TX = b,-13.42,6.98,0.42,55
RX = bbbbbbbbbbbb,0.00,0.00,0.00,0
rx char buffer is 10 so just getting stuffed with b's but why no floats or ints get through?

Cyric:
TX = b,-13.42,6.98,0.42,55
RX = bbbbbbbbbbbb,0.00,0.00,0.00,0
rx char buffer is 10 so just getting stuffed with b's but why no floats or ints get through?

TX= f,-13.42,6.98,0.42,55
RX =f,0.00,0.00,0.00,0
had to change them to 1* sizeof(byte) in Payload(); dont know why realy. but the floats and ints still are not coming throuhg?
and what exactly does the (byte *) part do. i know the &StructBuff is & refrence to the pointer for the struct yes?

struct StructBuff_t {
  char GPS[10];  
  float imuRoll;
  float imuPitch;
  float imuYaw;
  unsigned int AP;
}
...
radio.setPayloadSize(12 * sizeof(byte));
...
radio.write((byte *)&StructBuff, sizeof(StructBuff));

I think you'll find that sizeof(StructBuff) is a lot bigger than 12 * sizeof(byte).

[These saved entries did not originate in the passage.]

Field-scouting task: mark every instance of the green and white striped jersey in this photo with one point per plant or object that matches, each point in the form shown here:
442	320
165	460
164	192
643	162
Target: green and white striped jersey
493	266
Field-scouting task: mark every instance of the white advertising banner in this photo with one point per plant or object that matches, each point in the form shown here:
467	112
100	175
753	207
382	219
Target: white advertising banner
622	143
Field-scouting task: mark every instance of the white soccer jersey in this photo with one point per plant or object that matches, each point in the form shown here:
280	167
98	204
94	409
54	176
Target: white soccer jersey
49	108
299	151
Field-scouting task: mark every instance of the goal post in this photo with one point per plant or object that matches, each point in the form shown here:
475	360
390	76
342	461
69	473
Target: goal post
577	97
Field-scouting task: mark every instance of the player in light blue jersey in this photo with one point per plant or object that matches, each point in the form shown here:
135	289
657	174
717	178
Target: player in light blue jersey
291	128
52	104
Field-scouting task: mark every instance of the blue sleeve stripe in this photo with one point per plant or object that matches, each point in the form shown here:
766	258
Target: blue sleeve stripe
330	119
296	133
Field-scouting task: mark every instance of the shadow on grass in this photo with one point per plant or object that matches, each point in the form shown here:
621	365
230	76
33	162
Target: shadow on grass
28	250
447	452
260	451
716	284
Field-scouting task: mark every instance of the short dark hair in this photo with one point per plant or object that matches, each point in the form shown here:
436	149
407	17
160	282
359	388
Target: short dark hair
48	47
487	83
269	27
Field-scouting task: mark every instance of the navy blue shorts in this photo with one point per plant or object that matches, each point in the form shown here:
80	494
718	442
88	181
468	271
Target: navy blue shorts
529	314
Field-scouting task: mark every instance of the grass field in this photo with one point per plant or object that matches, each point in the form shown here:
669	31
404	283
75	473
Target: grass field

Your payload size needs to be at least as big as your actual message size. If I were you I'd leave it at the default, which is the maximum supported size (32).

Also suggest you zero out the receive buffer before the receive, so you know that what you're looking at came over the radio link and you aren't being misled by uninitialised or historical data.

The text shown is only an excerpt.